CORK’S newly elected Mayor, independent councillor Danny Collins, overcame a temporary muting of his microphone for online participants at Friday’s County Council AGM, to send a strong signal to Government that he would be pressing for more funding for the local authority, which is three times the size of most other counties in the country.
Cllr Collins, who hails from Goleen but is based in Bantry, is a brother of TD Michael Collins and he wamays elected unopposed to succeed Fianna Fáil’s Gillian Coughlan who handed over the chain of office following the election are the County Hall at lunchtime on Friday. North Cork Fianna Fail councillor Deirdre O’Brien was elected as Deputy Mayor. Fianna Fáil and the Independent councillors of the authority have made an arrangement to share the mayoral positions during this term.
Cllr Collins was quick to set out his stall in a punchy opening address and he came to the point quickly: As far as the new mayor is concerned, Cork is not getting its fair share of funding from central government and he referred to the All Ireland Research Observatory report which was published last year and which pointed to the discrepancy in public funding for Cork, which has three regions, each of which is the size of another county, but only receives funding as if it were one region.
"This report showed South Cork with a population of 151,000 is on par with the entire population of our neighbours, County Kerry, and then you have West Cork with a population of 89.974 and North Cork 90,498 and they are similar to Kilkenny and Westmeath in geographic size
“West Cork would the eight largest in Ireland, North Cork would be the tenth largest and South Cork would be thirteenth.”.
Mayor Collins said he wanted to ‘blow the dust’ off the report which showed Cork wasn’t getting its fair share of funding through Clár, the Rural Regeneration, Road Maintenance, the Local Improvement Scheme and Coastal Funding.”
“This is a massive issue as we have over 230 piers and inlets dotted around our county and a lot of these need emergency funding to do emergency works on.”
In his opening speech, Mayor Collins also referred to the centenary of the Civil War which he described as ‘doing untold harm to our country’ and ‘sadly divided many families’ and took the lives of many people.
"During the next 10 or 11 months a number of communities will be remembering civil war events in their own areas and I know that reconciliation will be the theme of many of these events,” he said.
"From August 14-22, the Michael Collins Centenary commemoration festival will be held in Clonakilty and, of course, on August 21, the centenary remembrance day will be held in Béal na Blath, remembering the death of this great man this will be a very poignant time for me and for all . Cork County Council are delighted to be part of these events again remembering all these great people.”

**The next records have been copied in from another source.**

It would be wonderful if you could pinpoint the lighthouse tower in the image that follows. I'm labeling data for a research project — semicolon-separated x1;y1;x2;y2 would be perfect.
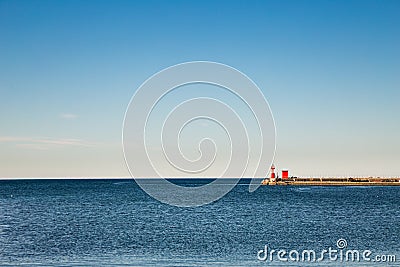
271;164;276;180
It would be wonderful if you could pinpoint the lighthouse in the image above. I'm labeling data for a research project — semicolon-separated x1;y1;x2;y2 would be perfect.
271;164;276;180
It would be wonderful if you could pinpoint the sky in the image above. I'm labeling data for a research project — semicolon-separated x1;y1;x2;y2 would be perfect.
0;0;400;178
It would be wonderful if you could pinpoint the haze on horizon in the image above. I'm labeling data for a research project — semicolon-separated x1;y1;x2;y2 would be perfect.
0;0;400;178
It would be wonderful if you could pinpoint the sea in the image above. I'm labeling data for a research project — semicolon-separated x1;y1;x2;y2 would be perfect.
0;179;400;266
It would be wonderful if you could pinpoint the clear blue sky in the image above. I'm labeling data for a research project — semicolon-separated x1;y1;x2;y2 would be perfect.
0;1;400;177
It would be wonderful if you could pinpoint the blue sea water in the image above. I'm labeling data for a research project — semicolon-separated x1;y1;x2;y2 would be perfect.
0;179;400;266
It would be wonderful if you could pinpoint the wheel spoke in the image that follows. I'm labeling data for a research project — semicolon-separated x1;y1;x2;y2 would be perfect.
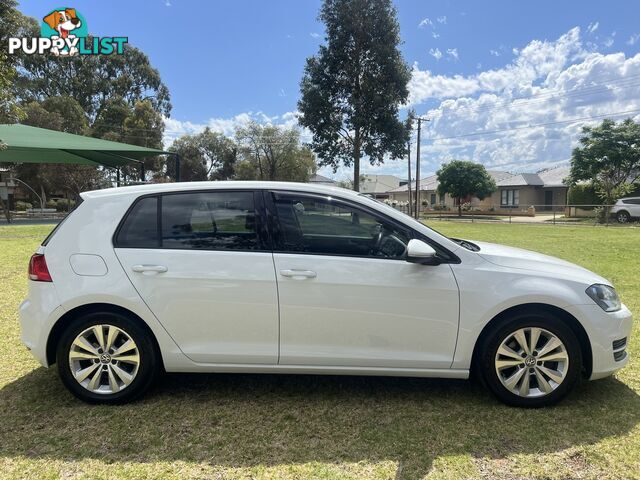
74;363;100;383
88;364;102;390
535;369;553;393
111;365;133;385
538;351;569;362
105;325;118;350
518;368;531;397
504;368;527;390
496;358;523;370
108;365;120;393
73;336;100;356
91;325;106;351
538;365;564;384
538;337;562;357
513;329;531;355
498;344;522;361
111;353;140;364
69;350;98;360
113;339;136;356
529;327;542;354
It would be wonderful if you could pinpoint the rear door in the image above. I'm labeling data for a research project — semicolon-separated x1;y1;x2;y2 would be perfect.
115;190;278;364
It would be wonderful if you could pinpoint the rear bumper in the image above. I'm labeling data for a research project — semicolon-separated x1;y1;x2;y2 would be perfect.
19;281;64;367
566;304;633;380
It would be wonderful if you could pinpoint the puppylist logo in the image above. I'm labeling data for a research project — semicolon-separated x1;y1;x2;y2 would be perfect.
9;7;128;57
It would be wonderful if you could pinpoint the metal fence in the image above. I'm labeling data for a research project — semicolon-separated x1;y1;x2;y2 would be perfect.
391;202;640;226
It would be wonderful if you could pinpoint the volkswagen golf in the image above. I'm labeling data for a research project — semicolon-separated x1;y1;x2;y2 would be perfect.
20;182;632;407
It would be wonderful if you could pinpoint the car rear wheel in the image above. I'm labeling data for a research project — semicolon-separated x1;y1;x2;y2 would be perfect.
616;211;631;223
56;312;158;403
480;314;582;407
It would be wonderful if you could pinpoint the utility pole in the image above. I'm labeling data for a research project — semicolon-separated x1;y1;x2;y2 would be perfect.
415;117;429;220
407;140;413;217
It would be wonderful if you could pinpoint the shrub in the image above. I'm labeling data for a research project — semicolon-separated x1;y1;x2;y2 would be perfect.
16;200;33;212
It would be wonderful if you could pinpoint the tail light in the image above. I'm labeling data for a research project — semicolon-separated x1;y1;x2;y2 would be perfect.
29;253;53;282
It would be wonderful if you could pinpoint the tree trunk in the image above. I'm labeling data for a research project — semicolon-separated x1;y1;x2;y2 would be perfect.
353;128;360;192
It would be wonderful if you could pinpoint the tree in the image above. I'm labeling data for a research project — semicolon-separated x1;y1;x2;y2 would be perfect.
568;118;640;205
436;160;497;217
298;0;410;191
17;17;171;122
235;122;317;182
0;0;24;123
167;127;238;181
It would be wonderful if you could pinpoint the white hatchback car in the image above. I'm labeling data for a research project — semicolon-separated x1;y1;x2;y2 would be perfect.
20;182;631;407
611;197;640;223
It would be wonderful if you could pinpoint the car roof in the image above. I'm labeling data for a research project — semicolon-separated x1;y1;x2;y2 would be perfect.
80;180;358;199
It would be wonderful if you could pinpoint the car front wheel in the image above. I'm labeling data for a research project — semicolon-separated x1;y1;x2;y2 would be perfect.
56;312;158;403
480;314;582;407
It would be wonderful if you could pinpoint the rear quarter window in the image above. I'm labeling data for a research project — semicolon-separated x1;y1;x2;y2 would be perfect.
115;197;160;248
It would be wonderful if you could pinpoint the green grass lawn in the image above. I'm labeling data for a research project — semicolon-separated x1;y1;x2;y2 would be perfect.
0;221;640;479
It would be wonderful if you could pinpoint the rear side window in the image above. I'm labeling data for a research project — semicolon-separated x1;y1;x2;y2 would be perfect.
161;191;261;250
116;197;160;248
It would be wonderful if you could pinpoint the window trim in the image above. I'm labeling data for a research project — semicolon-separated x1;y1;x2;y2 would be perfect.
111;188;273;253
264;189;461;264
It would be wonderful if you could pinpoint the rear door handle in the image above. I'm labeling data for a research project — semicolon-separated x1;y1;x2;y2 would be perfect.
131;265;169;274
280;270;318;278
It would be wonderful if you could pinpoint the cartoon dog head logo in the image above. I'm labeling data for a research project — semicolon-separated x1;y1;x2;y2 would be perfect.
40;7;87;56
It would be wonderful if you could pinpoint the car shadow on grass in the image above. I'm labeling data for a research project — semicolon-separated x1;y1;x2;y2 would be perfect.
0;368;640;478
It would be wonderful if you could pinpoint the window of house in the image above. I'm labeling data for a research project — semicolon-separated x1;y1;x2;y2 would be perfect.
500;189;520;207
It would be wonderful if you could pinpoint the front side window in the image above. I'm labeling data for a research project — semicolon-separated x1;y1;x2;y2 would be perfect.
273;193;409;259
161;191;260;250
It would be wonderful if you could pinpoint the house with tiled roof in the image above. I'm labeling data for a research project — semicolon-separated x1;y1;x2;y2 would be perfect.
388;167;569;211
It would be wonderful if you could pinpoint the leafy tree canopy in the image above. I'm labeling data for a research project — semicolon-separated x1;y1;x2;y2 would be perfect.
568;118;640;205
235;122;317;182
436;160;497;215
298;0;410;190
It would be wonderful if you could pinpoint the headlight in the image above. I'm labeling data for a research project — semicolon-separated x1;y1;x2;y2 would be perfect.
586;283;622;312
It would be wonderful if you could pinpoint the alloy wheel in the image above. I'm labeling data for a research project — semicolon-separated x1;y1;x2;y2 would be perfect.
69;324;140;394
495;327;569;398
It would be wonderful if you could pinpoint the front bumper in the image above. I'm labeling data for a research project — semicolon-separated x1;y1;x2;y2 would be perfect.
566;304;633;380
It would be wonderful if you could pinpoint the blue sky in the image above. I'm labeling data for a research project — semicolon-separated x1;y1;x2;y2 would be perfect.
13;0;640;177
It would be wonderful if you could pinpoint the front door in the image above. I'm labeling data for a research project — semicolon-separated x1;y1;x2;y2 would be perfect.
116;190;278;364
268;192;458;368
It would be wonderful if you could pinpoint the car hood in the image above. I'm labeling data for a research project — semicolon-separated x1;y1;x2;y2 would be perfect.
473;241;611;285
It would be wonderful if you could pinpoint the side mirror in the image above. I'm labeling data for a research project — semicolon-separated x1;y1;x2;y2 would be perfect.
406;238;440;265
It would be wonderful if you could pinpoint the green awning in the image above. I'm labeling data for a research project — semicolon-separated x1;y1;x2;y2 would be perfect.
0;124;168;168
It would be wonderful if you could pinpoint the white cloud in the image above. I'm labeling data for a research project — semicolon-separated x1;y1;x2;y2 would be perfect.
404;28;640;173
163;111;311;148
429;48;442;60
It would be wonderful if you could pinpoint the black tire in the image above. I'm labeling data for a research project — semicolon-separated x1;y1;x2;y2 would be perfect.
616;210;631;223
56;312;160;404
475;313;582;408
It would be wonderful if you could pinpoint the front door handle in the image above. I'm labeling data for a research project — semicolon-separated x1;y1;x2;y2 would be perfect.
131;265;169;275
280;270;318;278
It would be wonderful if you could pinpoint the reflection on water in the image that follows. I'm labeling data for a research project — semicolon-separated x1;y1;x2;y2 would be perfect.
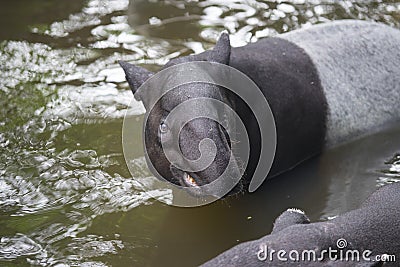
0;0;400;266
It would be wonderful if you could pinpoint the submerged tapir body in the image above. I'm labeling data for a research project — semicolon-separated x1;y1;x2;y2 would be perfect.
121;20;400;193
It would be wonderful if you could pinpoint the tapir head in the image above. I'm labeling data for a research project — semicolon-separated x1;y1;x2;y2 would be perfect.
120;33;238;196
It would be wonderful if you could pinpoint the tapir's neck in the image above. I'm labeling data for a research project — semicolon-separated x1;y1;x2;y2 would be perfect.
230;38;327;180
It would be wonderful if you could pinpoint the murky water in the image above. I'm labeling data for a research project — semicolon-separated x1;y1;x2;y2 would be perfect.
0;0;400;266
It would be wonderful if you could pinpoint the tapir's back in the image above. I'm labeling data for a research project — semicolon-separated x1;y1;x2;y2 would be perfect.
279;20;400;148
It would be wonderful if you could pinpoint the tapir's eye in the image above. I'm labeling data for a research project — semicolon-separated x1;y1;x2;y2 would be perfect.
160;122;168;133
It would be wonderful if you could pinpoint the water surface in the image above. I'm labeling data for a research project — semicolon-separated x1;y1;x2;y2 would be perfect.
0;0;400;266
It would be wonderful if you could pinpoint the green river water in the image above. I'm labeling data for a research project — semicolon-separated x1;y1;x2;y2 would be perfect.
0;0;400;266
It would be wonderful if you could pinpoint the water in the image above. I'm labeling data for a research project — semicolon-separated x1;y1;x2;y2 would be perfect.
0;0;400;266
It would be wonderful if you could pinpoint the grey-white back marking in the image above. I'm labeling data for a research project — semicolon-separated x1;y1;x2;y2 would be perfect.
279;20;400;146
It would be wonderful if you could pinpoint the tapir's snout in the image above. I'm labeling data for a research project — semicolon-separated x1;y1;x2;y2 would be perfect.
175;118;237;191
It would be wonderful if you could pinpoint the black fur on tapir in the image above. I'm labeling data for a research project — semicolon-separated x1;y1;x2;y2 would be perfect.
120;20;400;193
202;183;400;267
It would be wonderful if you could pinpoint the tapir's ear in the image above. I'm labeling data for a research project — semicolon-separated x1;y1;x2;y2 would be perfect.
210;32;231;65
118;60;153;97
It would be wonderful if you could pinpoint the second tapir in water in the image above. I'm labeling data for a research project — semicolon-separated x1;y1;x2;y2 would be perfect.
120;20;400;193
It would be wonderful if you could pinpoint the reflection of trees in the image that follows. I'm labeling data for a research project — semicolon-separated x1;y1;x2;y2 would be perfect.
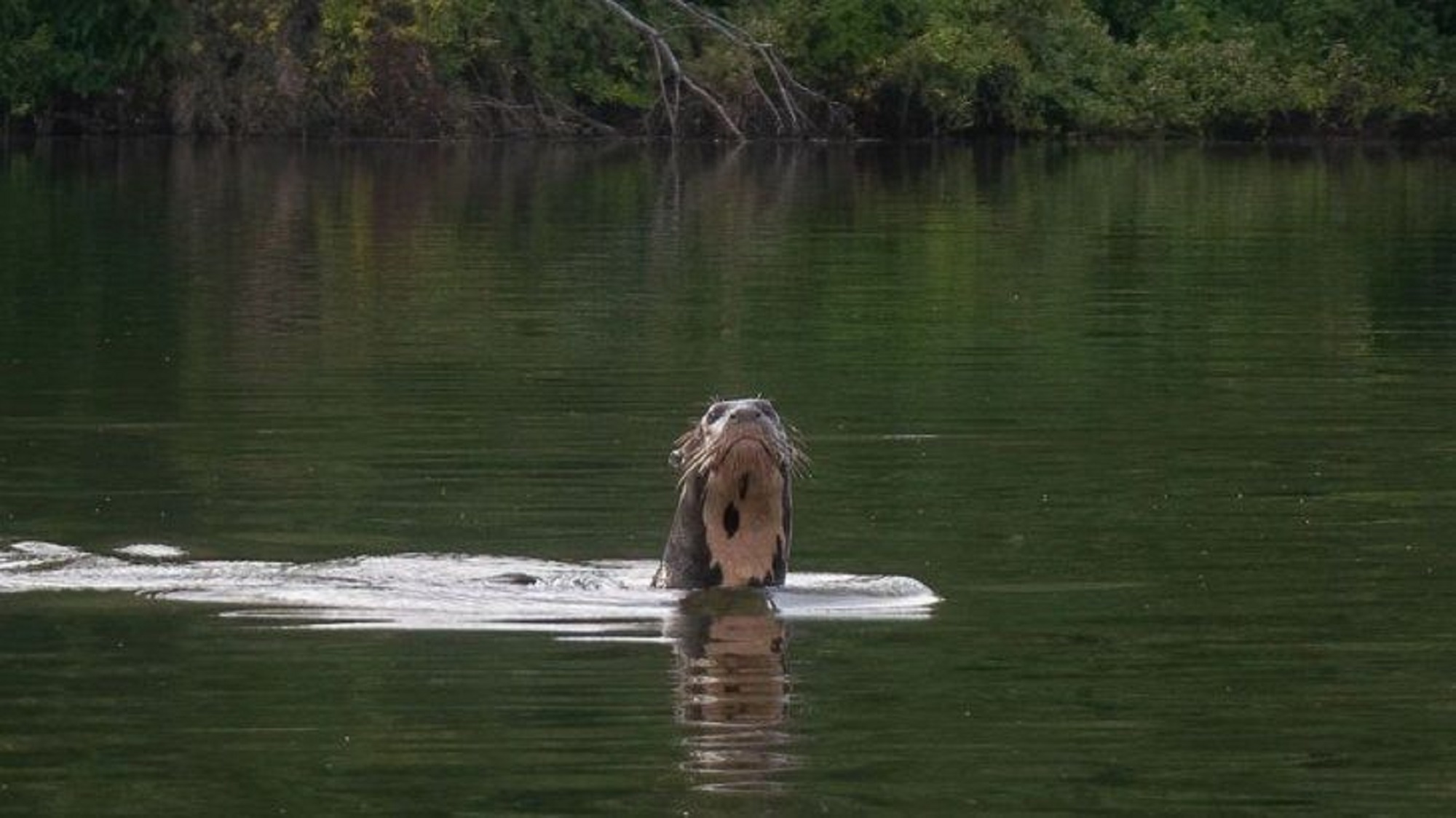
668;591;796;790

Also in his speech, the Mayor recalled his roots, growing up in west Cork. “I was raised in the Mizen Peninsula in a place called Lowertown Schull, my parents Patrica and Seamus were hard grafters we had a small dairy farm and my father worked 48 years for Drinagh Co Op, not missing one day
"My mother Patricia was a house wife rearing five of us in family, she was also involved in a lot of different voluntary organisations and gave a lot of her time to these groups.
"She passed away in 1993 aged 54when I was 16 and this left a big gap in my life as I was the only one at home with my father but we soldiered on connected and bonded well .
“My father died suddenly in 2006 but I believe now they are and always will be looking down on me and all my family guiding us through life.”
Mayor Collins said he wanted to visit as many towns and villages as possible during his year of office. .”I want to meet with different voluntary organisations whether they are tidy town and village groups , festival committees ,tourism groups , sporting organisations or agriculture show committees.
"I know some of of these organisations have struggled to restablish themselves since Covid but I do see most of them have come back in strength doing great voluntary work for their communities and I want to recognise this work and I want to meet these groups and get the word out to them and let them know Cork County Council has been and will be there to support or advise their future endeavours.”
He also pledged to visit as many as possible general and community hospitals and our nursing homes to recognise the important role played by health workers..
"I want to recognise the important role our healthcare people play and have played especially during the pandemic and this is not forgetting the people in emergency services , shops education and other businesses that had to stay open during the two years of Covid.”
Cllr Colllins described his election as a ‘very emotional and proud day’ and took the opportunity to congratulate outgoing First Citizen, Cllr Gillian Coughlan, and Cllr Cathal Rassmussen, her deputy, on a ‘splendid year’.
Even though Cork is the county with the largest area in the country, Cllr Collins will not be taking a Mayoral car for his year in office though he will be supported by a driver ‘for health and safety purposes’. He thanked his partner, Noreen, and his family and friends for their support – a large west Cork contingent were in County Hall for the election.
Earlier in the meeting, the outgoing Mayor, Cllr Coughlan, had made a speech which was at times emotional to express her gratitude to her fellow councillors for their support and, in particular, to Council offiicals who had been of great assistance during her year. What followed was a chorus of praise from all attending councillors - and those who were connected online also – in which Cllr Coughlan was commended for her stewardship during the past year.